Las Vegas Sun

May 7, 2024

Vehicle, building upgrades for BC Police get OK

About $660,000 will buy Boulder City Police new vehicles and long-awaited building upgrades in the next few months.

The City Council approved the car purchases and the contract for the police station remodeling work Tuesday. The vote came one week after the council met to figure out ways for the city to tighten its belt after it discovered a $1.8 million shortfall in the last fiscal year that cut its general fund balance, the city’s financial cushion, by about one-third.

The money for the cars comes from asset forfeitures, money that can be spent only on the Police Department, according to backup material provided to the City Council. The remodel will be paid with Redevelopment Agency and capital improvement funds that voters approved for that purpose.

Part-time employees at the Municipal Golf Course have lost all of their hours and all city facilities are cutting back, but that’s because of deficits in the general fund, City Manager Vicki Mayes said.

“We wouldn’t go ahead with this if it had impacted the general fund,” she said.

The $86,671 for a new Chevrolet Tahoe and a new Ford F350 is part of $430,000 the police received last year from the federal asset forfeiture program. The suspected drug money was part of $540,000 seized during a traffic stop on U.S. 93 in December 2007. After it was not claimed, the Drug Enforcement Administration returned most of the funds to Boulder City.

The Tahoe will be the department’s second K-9 vehicle, and the Ford truck will replace the existing, run-down crime scene vehicle, Chief Thomas Finn said.

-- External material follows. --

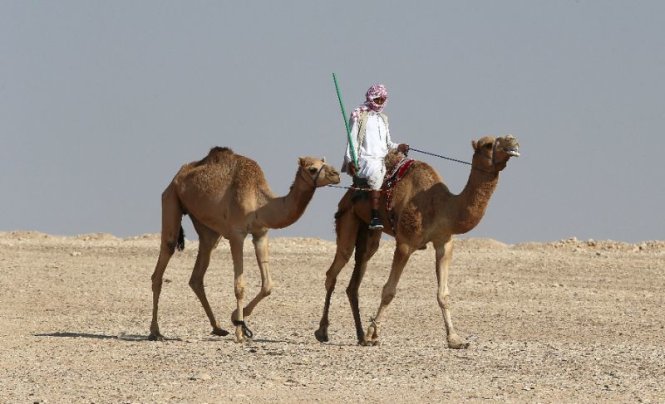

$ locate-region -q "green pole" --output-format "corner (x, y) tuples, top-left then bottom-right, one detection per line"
(333, 73), (358, 170)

The city postponed buying a new fleet of nine vehicles for the department last month as part of budget cuts to alleviate a $1.8 million shortfall in last fiscal year’s general fund budget.

The $573,121 for the building improvements comes from money left over from a 1982 voter initiative for police station improvements and from a 2006 voter initiatives that approved spending $500,000 per year for three years for capital improvements to city buildings.

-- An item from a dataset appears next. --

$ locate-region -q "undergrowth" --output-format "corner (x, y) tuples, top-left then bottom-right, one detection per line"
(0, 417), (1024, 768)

The police station is being refurbished after the Senior Center vacated half of the building two years ago and the Police Department took over that space, Finn said.

The downstairs kitchen and cafeteria will be converted into office space. The remodel will allow for moving the “small, cramped dark offices” into that area, Mayes said.

She said the police station doesn’t have adequate office space, or even room for files.

The project is necessary, and the city got a good price in the down economic climate, Mayes said. Some bids had come in at $1.1 million.

The construction should start mid-February and finish in 120 days, Scott Hansen, director of public works, said.